Elle a ajouté que la Chine faisait face à «d’énormes». . . atteinte à la réputation »de la BRI:« Sa nature expansive a alarmé le reste du monde et le gouvernement a été incapable de proposer un plan transparent et d’expliquer sa diplomatie de la dette. »

L’opinion publique en Chine est également un vent contraire pour les prêts à l’étranger, a-t-elle déclaré, alors que les décideurs et le public ont réalisé que la Chine devait investir davantage dans ses services de santé, qui avaient été testés par la pandémie de coronavirus.

Les prêts de la Chine ont été concentrés dans un nombre relativement restreint de pays, 10 bénéficiaires représentant 60% du total, selon la recherche de l’Université de Boston.

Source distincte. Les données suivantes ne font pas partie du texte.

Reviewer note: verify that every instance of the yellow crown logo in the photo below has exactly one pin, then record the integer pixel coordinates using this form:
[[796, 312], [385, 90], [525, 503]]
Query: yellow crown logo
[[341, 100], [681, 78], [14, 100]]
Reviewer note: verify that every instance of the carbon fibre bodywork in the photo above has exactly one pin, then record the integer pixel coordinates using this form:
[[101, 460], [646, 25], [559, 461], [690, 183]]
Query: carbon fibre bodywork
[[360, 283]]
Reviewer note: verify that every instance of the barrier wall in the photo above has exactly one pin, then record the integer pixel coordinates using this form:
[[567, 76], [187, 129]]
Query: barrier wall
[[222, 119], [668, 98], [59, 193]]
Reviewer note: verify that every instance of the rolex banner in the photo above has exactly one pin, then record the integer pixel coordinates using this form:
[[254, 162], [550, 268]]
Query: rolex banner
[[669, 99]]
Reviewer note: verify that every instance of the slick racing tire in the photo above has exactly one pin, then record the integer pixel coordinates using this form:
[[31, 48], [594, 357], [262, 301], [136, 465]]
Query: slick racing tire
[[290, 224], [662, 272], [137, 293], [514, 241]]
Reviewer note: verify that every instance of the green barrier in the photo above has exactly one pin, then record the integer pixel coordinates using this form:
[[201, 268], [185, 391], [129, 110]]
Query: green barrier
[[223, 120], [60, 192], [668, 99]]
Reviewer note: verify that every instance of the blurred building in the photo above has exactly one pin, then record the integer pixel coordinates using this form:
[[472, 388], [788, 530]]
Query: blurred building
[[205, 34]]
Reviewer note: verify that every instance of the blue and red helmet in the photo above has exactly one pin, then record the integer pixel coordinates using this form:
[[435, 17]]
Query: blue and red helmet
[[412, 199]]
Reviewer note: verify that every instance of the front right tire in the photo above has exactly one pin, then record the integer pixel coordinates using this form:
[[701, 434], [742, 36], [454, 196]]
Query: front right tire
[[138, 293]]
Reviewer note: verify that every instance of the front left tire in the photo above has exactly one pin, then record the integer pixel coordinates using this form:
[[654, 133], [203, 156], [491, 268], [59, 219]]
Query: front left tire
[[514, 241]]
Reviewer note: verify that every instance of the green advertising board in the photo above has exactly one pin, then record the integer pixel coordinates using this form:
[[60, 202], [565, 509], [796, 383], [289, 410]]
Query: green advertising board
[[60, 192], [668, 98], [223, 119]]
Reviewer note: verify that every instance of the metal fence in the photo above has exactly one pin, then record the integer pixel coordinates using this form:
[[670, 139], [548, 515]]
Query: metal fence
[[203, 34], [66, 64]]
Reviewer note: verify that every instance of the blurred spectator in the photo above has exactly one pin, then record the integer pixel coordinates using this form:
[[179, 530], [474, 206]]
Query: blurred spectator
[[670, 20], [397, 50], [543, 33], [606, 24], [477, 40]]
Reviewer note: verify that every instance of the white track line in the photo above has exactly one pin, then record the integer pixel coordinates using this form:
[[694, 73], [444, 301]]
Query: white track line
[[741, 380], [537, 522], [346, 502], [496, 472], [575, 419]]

Les prêts au Venezuela, principal bénéficiaire, ont représenté plus de 12,5%, suivis du Pakistan, de la Russie et de l’Angola.

Les projets financés concernaient principalement les transports et autres infrastructures, l’extraction minière et pétrolière, y compris les pipelines, ainsi que la production et le transport d’électricité.

Sur 858 prêts identifiés par les chercheurs de Boston, 124 étaient destinés à des projets dans des aires protégées au niveau national, 261 se trouvaient dans des habitats critiques et 133 sur des terres autochtones.